Schweizer Zahlensalat

Georges-Simon Ulrich hat es nicht leicht. Ihm dürfen keine Fehler unterlaufen. Ulrich ist Direktor des Schweizer Bundesamts für Statistik. Fast alles, was sich im Land irgendwie zählen und vergleichend abbilden lässt, wird hier verarbeitet und präsentiert. Diese Zahlen sind die Grundlage für politische Entscheidungen. Stimmen sie nicht, tun es auch diese Entscheidungen nicht.

Aber wir sprechen hier ja von der Schweiz, diesem Zentrum der Zuverlässigkeit. „Wie ein Schweizer Uhrwerk“ funktioniere etwas, sagt man, wenn man ausdrücken will: Genauer und verlässlicher geht es nicht. Es ist ein schönes Kompliment. Noch schöner wäre es, wenn es stimmen würde.

Denn das Bundesamt für Statistik hat in jüngerer Zeit Mühe mit seiner eigentlichen Kernkompetenz: den Zahlen. Eine Panne folgt der nächsten. Mal ist eine eher von lustiger und unterhaltsamer Sorte, mal geht es mit dem Fehler richtig ans Eingemachte. Aber abseits davon fragen sich derzeit viele Schweizer: Können wir unseren eigenen Statistikern noch glauben?

Überfordert beim Addieren

Besonders viele Wellen warf die Serie Ende Oktober 2023, als die Schweiz ihr neues Bundesparlament wählte. Am Abend eines langen Sonntags bekam das Land über die Medien das Resultat geliefert. Danach vergingen allerdings weitere drei Tage, bis das korrekte Ergebnis feststand. Die unmittelbar nach dem Wahlende publizierten Stimmenanteile der einzelnen Parteien waren falsch gewesen.

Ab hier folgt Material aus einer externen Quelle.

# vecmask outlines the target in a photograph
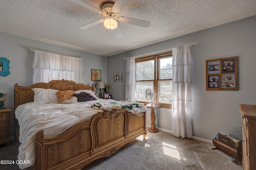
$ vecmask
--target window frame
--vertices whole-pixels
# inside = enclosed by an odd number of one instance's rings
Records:
[[[165,53],[162,53],[159,54],[156,54],[152,55],[150,55],[148,56],[144,57],[143,57],[135,59],[135,63],[140,62],[146,61],[147,61],[154,60],[154,80],[144,80],[140,81],[136,81],[137,82],[143,82],[143,81],[153,81],[154,86],[154,92],[156,93],[156,97],[154,98],[154,103],[157,105],[160,105],[160,107],[172,109],[172,103],[162,103],[158,102],[158,82],[159,81],[170,81],[172,80],[172,79],[159,79],[159,60],[163,58],[168,58],[170,57],[172,57],[172,51],[167,52]],[[136,75],[136,73],[135,73]],[[150,103],[150,101],[141,101],[138,100],[136,100],[137,102],[140,103],[144,103],[148,104]]]

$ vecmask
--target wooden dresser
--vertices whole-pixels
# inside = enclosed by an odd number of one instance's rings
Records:
[[[240,104],[243,134],[243,169],[256,170],[256,105]]]
[[[9,108],[0,109],[0,144],[10,146],[10,112]]]

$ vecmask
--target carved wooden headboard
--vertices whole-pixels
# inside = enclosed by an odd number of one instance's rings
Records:
[[[60,91],[79,90],[91,90],[94,91],[94,85],[87,86],[82,83],[76,83],[74,81],[69,80],[52,80],[48,83],[39,83],[27,87],[19,86],[18,83],[14,85],[14,110],[20,105],[28,102],[34,101],[34,93],[32,89],[41,88],[42,89],[52,89]]]

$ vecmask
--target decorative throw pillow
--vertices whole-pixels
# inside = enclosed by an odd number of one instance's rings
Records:
[[[41,88],[32,89],[35,94],[33,103],[49,103],[59,102],[59,98],[56,92],[58,91],[54,89],[44,89]]]
[[[94,91],[91,91],[91,90],[79,90],[76,91],[76,93],[79,94],[81,92],[85,92],[87,93],[90,94],[93,97],[95,98],[96,99],[98,99],[98,97],[97,97],[97,96],[96,96],[96,95],[95,95],[95,93]]]
[[[74,94],[73,96],[77,97],[78,99],[77,101],[79,102],[97,100],[93,97],[90,94],[86,92],[81,92],[79,94]]]
[[[66,100],[69,100],[73,97],[73,95],[76,93],[76,91],[58,91],[56,92],[59,97],[60,103]]]
[[[76,103],[77,103],[77,97],[74,96],[69,100],[66,100],[62,101],[61,104],[72,104]]]

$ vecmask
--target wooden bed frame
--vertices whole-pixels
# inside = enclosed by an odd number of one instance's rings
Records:
[[[32,88],[58,90],[87,89],[88,87],[70,81],[53,80],[28,87],[14,85],[14,110],[18,106],[34,101]],[[115,109],[98,113],[90,121],[81,121],[69,129],[51,138],[44,138],[41,130],[36,135],[36,163],[30,168],[36,170],[78,170],[92,161],[115,153],[140,135],[145,138],[146,112],[128,113]],[[17,124],[18,121],[15,121]],[[15,136],[18,140],[19,128],[15,125]]]

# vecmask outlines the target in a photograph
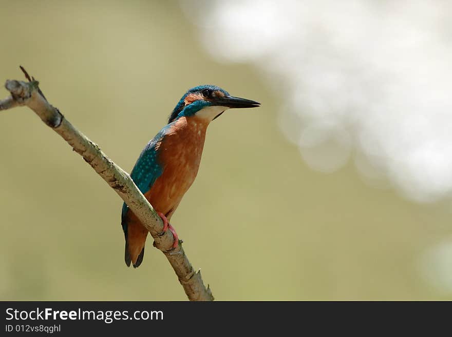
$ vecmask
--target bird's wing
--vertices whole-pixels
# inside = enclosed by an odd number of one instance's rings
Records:
[[[130,177],[143,194],[149,190],[157,179],[163,172],[162,166],[157,160],[156,147],[161,141],[164,135],[164,130],[162,130],[154,139],[147,143],[141,152],[135,166],[132,169]],[[122,205],[121,223],[126,237],[127,237],[127,223],[125,220],[128,210],[128,207],[125,203],[124,203]]]

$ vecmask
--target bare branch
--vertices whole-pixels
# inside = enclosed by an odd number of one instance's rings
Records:
[[[21,66],[27,79],[24,82],[8,80],[5,87],[11,96],[0,101],[0,110],[26,106],[34,111],[46,124],[52,128],[80,154],[107,182],[137,215],[154,239],[154,246],[168,259],[179,282],[191,301],[212,301],[209,289],[204,285],[201,273],[193,267],[179,245],[172,249],[174,242],[170,231],[162,232],[163,224],[160,216],[137,187],[128,174],[107,157],[99,147],[79,131],[56,108],[51,105],[40,90],[39,83]]]

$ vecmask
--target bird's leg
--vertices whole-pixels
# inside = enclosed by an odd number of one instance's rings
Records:
[[[174,227],[171,226],[171,224],[168,221],[168,219],[165,216],[165,214],[163,213],[158,213],[157,214],[159,214],[159,216],[162,218],[162,220],[163,222],[163,232],[166,232],[169,229],[173,233],[173,236],[174,237],[174,243],[173,244],[173,248],[175,248],[179,244],[179,236],[177,235],[177,233],[176,232],[176,230],[174,229]]]

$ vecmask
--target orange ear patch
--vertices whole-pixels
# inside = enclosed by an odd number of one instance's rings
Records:
[[[224,94],[219,90],[215,90],[212,93],[214,97],[224,97]]]
[[[204,97],[199,93],[191,93],[186,95],[184,100],[184,103],[185,105],[191,104],[194,102],[199,101],[200,100],[204,100]]]

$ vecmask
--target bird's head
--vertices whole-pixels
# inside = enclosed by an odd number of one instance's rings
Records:
[[[195,115],[210,122],[228,109],[255,108],[260,105],[260,103],[254,101],[233,97],[216,86],[198,86],[192,88],[182,96],[170,116],[168,123],[181,116]]]

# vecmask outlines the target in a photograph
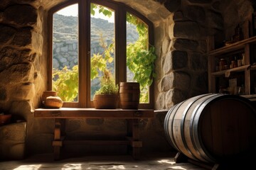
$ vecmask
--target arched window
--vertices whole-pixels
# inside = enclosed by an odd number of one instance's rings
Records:
[[[151,23],[110,0],[65,2],[49,11],[49,21],[48,89],[58,91],[63,107],[93,107],[104,69],[117,84],[134,81],[137,52],[153,45]],[[142,90],[140,108],[154,108],[152,91]]]

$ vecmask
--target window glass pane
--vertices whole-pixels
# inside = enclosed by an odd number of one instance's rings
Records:
[[[127,13],[127,81],[138,82],[140,79],[142,82],[143,76],[147,74],[148,60],[143,57],[143,53],[149,47],[148,26],[129,13]],[[136,76],[135,73],[139,76]],[[140,83],[140,89],[139,103],[149,103],[149,86]]]
[[[91,100],[100,89],[102,72],[108,69],[114,77],[114,11],[91,4],[90,54]]]
[[[53,16],[53,86],[63,101],[78,101],[78,5]]]

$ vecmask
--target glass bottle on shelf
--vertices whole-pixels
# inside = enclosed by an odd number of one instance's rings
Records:
[[[243,84],[242,84],[242,86],[238,88],[238,94],[239,95],[245,94],[245,86]]]

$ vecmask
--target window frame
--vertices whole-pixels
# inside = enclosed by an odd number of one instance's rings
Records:
[[[53,67],[53,14],[68,6],[78,4],[78,102],[64,102],[63,107],[92,108],[90,100],[90,3],[102,5],[114,11],[115,29],[115,80],[117,83],[126,81],[126,13],[139,18],[148,26],[149,44],[154,45],[152,23],[138,11],[120,2],[111,0],[71,0],[58,4],[48,11],[49,47],[48,58],[48,89],[52,90]],[[83,21],[87,21],[84,22]],[[118,72],[117,72],[117,71]],[[154,83],[149,86],[149,101],[139,103],[139,108],[154,108]],[[84,97],[86,96],[86,97]]]

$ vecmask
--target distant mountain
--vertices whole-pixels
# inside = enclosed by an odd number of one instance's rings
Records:
[[[53,40],[78,40],[78,18],[76,16],[65,16],[55,14],[53,17]],[[98,42],[100,35],[102,34],[105,40],[112,41],[114,36],[114,23],[107,20],[91,18],[91,39],[92,42]],[[136,26],[127,24],[127,42],[134,42],[139,35]]]

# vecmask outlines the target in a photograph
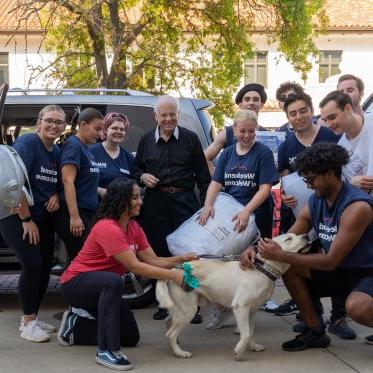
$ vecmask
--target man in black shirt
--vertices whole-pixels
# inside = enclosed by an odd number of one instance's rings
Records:
[[[158,125],[140,140],[134,175],[146,186],[141,225],[149,243],[158,256],[171,256],[167,235],[201,207],[194,193],[196,183],[203,206],[211,177],[197,135],[178,126],[179,101],[161,96],[154,111]],[[163,309],[153,316],[165,317]],[[201,316],[197,313],[192,322],[202,322]]]
[[[200,208],[194,186],[203,204],[211,178],[197,135],[178,126],[178,100],[162,96],[154,111],[158,126],[141,139],[134,174],[146,186],[141,215],[146,236],[157,255],[170,256],[166,236]]]

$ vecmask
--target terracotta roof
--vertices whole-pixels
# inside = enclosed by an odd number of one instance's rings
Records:
[[[0,0],[0,32],[14,31],[17,27],[17,0]],[[328,30],[373,31],[373,0],[326,0],[326,14],[329,18]],[[257,25],[257,30],[267,29],[270,20],[261,12],[250,10]],[[41,32],[37,16],[33,15],[22,22],[18,31]]]

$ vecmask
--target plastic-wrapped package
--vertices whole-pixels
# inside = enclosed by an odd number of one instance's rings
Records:
[[[244,206],[226,193],[219,193],[214,203],[214,218],[206,225],[198,223],[201,210],[185,221],[175,232],[167,236],[167,244],[173,255],[188,252],[212,255],[241,254],[259,235],[252,214],[247,228],[238,233],[232,218]]]
[[[7,145],[0,145],[0,219],[10,215],[9,210],[21,202],[22,192],[30,206],[34,200],[24,187],[29,186],[26,167],[18,153]]]

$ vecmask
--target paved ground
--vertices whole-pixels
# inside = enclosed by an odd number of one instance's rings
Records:
[[[276,287],[274,298],[282,301],[287,294],[283,287]],[[328,304],[325,304],[328,307]],[[94,347],[61,347],[55,334],[49,343],[37,344],[18,336],[19,307],[14,294],[0,295],[0,372],[109,372],[94,362]],[[58,325],[55,316],[64,309],[58,293],[49,293],[42,309],[42,316]],[[207,315],[210,309],[202,310]],[[291,324],[294,316],[278,317],[263,311],[256,318],[256,340],[264,344],[263,352],[247,352],[241,361],[236,361],[233,347],[238,336],[233,334],[233,322],[221,330],[208,331],[202,325],[191,325],[182,335],[181,342],[193,352],[191,359],[175,358],[164,338],[164,325],[153,321],[154,307],[136,310],[141,329],[141,343],[127,349],[135,371],[152,373],[193,373],[193,372],[373,372],[373,346],[363,343],[372,330],[352,323],[358,333],[354,341],[332,337],[328,349],[304,352],[283,352],[281,343],[293,337]],[[207,317],[205,317],[207,320]]]

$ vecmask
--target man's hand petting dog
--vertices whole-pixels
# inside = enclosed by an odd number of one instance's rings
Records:
[[[261,238],[258,242],[258,252],[264,258],[268,260],[276,260],[281,262],[284,251],[281,246],[270,238]]]
[[[256,250],[254,246],[249,246],[240,256],[240,267],[244,271],[255,268]]]

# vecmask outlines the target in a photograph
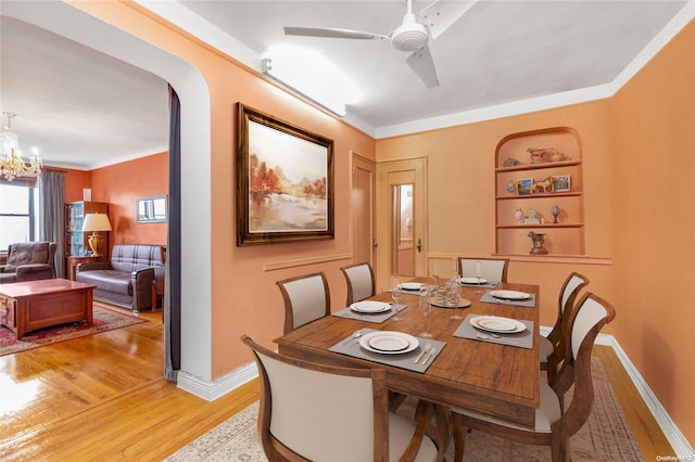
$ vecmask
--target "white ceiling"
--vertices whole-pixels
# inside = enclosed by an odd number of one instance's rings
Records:
[[[386,40],[283,34],[305,26],[387,35],[401,24],[401,0],[140,3],[255,69],[280,42],[324,54],[361,89],[346,120],[377,138],[493,107],[605,98],[693,17],[686,1],[479,1],[430,40],[440,86],[427,89],[406,65],[408,53]],[[415,12],[429,3],[415,1]],[[36,144],[47,163],[94,168],[166,150],[166,82],[5,15],[24,8],[41,7],[0,3],[0,105],[17,114],[25,153]]]

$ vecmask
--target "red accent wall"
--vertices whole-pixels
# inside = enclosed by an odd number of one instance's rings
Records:
[[[93,202],[109,204],[113,231],[109,244],[166,244],[168,223],[138,223],[135,200],[168,194],[167,152],[110,165],[91,171],[65,172],[65,202],[83,201],[83,190],[91,188]],[[111,249],[109,249],[111,253]]]

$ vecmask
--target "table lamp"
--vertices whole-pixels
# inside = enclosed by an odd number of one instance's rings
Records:
[[[91,252],[94,257],[101,257],[101,244],[104,240],[99,232],[111,231],[109,216],[106,214],[87,214],[85,216],[85,222],[83,223],[83,231],[91,231],[91,235],[89,236],[89,246],[91,247]]]

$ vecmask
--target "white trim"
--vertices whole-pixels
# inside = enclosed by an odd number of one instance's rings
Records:
[[[618,343],[618,341],[612,335],[608,335],[608,334],[599,334],[598,337],[599,338],[596,338],[597,341],[596,344],[608,345],[612,347],[612,349],[616,351],[616,355],[618,356],[618,359],[622,363],[622,367],[626,368],[626,371],[628,372],[628,375],[630,375],[632,383],[637,388],[637,392],[642,396],[642,399],[644,399],[644,402],[647,405],[647,408],[649,408],[649,411],[652,411],[654,419],[656,419],[656,422],[659,424],[659,427],[661,427],[661,432],[664,432],[664,435],[671,444],[671,447],[673,448],[673,452],[678,454],[678,458],[679,458],[678,460],[683,460],[683,461],[693,460],[695,450],[693,449],[691,444],[687,441],[685,436],[681,433],[678,425],[675,425],[675,422],[673,422],[673,420],[671,419],[669,413],[666,411],[664,406],[661,406],[656,395],[654,394],[654,392],[652,392],[652,388],[649,388],[649,385],[647,385],[647,383],[644,381],[644,378],[642,377],[637,369],[634,367],[632,361],[630,361],[630,358],[628,357],[626,351],[620,347],[620,344]],[[598,341],[601,341],[601,343]],[[662,454],[662,455],[668,455],[668,454]]]
[[[206,401],[214,401],[257,376],[258,370],[256,369],[255,362],[248,362],[213,382],[180,371],[176,376],[176,385],[178,388],[195,395],[199,398],[203,398]]]

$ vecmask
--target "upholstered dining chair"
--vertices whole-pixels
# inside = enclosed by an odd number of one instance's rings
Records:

Zugewinne waren überhöht dargestellt worden, trauernde scheinbare Verlierer hatten in Wahrheit besser abgeschnitten.

Die Zahlen, welche die 26 Kantone nach Bern geschickt hatten, waren korrekt gewesen. Der Fehler wurde erst beim Bundesamt für Statistik produziert. 735 Mitarbeiter konnten nicht verhindern, dass in den ersten Tagen nach der Wahl ein Resultat hitzig diskutiert wurde, das gar nicht korrekt war. Ein fehlerhaftes Skript sei schuld gewesen, hieß es danach. Aber auch Computercodes fallen nicht vom Himmel. Irgendjemand programmiert sie.

„Die Verrechner vom Dienst“ nannte die Zeitung Blick die Bundesstatistiker damals und führte weitere Fehlleistungen auf, die zum Teil 30 Jahre zurückliegen. Der eingangs erwähnte Direktor Ulrich ist erst seit 2013 im Dienst und kann nicht für Ereignisse 1992 verantwortlich gemacht werden. Allerdings reicht auch schon, was sich in seiner Amtszeit anhäuft.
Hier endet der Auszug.